Since myopes, emmetropes and hyperopes may respond to the positive defocus in different manner, as it has been shown before by Swiatczak and Schaeffel [17], data was presented as an absolute change of the analyzed variables in Figs. 6B, 6C, 7B, 7C, and 8B. Optical defocus (+ 2.5D) induced significant changes in axial length in exposed eyes, comparing with contralateral control eyes (n = 18, defocused eye: 10.06 ± 7.79 µm vs. control eye: 2.36 ± 2.16 µm, p < 0.01, Fig. 6B). Imposed defocus also induced changes in choroidal blood flow which were significantly greater in exposed eyes as compared to control contralateral eyes (n = 18, 2.35 ± 2.16 AU vs. 1.37 ± 1.44 AU, respectively, p < 0.05, Fig. 6C). Axial elongation occurred together with a decrease in choroidal blood flow and vice versa. Change in axial length after imposed defocus was significantly correlated with change in choroidal blood flow in defocused eyes (n = 18, R = − 0.67, p < 0.01, Fig. 6A) while control untreated eyes did not show such correlation (n = 18, R = − 0.004, n.s.
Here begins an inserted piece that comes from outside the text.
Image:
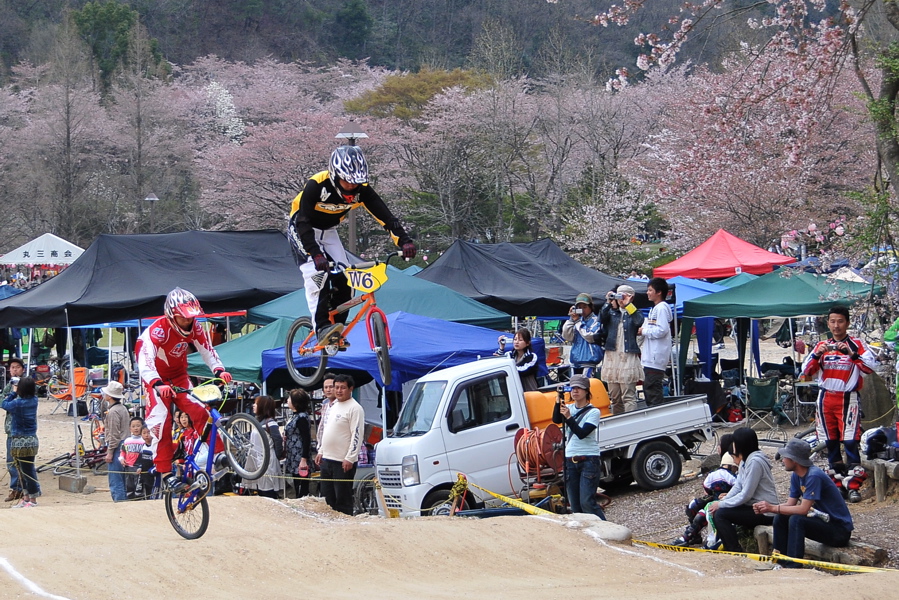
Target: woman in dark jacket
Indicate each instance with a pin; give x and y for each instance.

Figure 6A).
Optic nerve head and retinal blood flow analysis included 16 participants. Positive defocus induced significant absolute change in axial length (n = 16, defocused eyes: 8.69 ± 6.66 µm vs. control eyes: 3.38 ± 2.70 µm, p < 0.01, Fig. 7B), but not in ONH blood flow (1.83 ± 1.47 AU vs. 1.59 ± 0.96 AU, n.s., respectively) (Fig. 7C). The changes in axial length were not correlated with the changes in ONH blood flow in defocused eyes (n = 16, R = − 0.33, n.s., Fig. 7A) and in control untreated eyes (n = 16, R = − 0.09, n.s., Fig. 7A).
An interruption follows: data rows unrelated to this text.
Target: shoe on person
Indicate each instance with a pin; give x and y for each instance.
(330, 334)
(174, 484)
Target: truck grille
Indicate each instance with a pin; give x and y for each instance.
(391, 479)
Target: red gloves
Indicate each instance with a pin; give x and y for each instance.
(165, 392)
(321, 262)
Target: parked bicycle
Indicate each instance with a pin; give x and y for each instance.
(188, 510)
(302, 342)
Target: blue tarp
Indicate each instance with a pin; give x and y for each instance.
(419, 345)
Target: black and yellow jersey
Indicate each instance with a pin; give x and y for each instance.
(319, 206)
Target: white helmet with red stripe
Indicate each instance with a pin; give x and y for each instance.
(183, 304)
From each LSFG scan centered at the ONH, one retinal arteriolar segment and one retinal venular segment in the peripapillary region were chosen for retinal blood flow assessment. Changes in retinal blood flow showed no correlation with changes in axial length in defocused eyes, although a trend of correlation was seen for arteriolar blood flow (R = − 0.37, p = 0.15 and R = − 0.47, p = 0.06 for venular and arteriolar retinal blood flow, respectively, Fig. 8A and 8B). Moreover, the absolute value of changes in retinal blood flow was significantly different between defocused and control eyes for retinal arterioles, but not venules (arterioles: defocused eyes: 40.36 ± 26.49 AU vs. control eyes: 21.99 ± 20.81 AU, p < 0.05, venules: defocused eyes: 41.77 ± 38.31 AU vs. control eyes: 30.83 ± 31.56 AU, p = 0.46, Fig. 8C).
Discussion
The main goal of the current manuscript was to determine whether there is a negative correlation between changes in axial length and choroidal blood flow. This would suggest that eye elongation (resulting from thinning of the choroid) is accompanied with a decrease in choroidal blood flow while eye shortening (resulting from thickening of the choroid) involves an increase in choroidal blood flow. Our results show that this is, in fact, the case (Fig. 6A, showing a significant correlation between changes in axial length and changes in choroidal blood flow).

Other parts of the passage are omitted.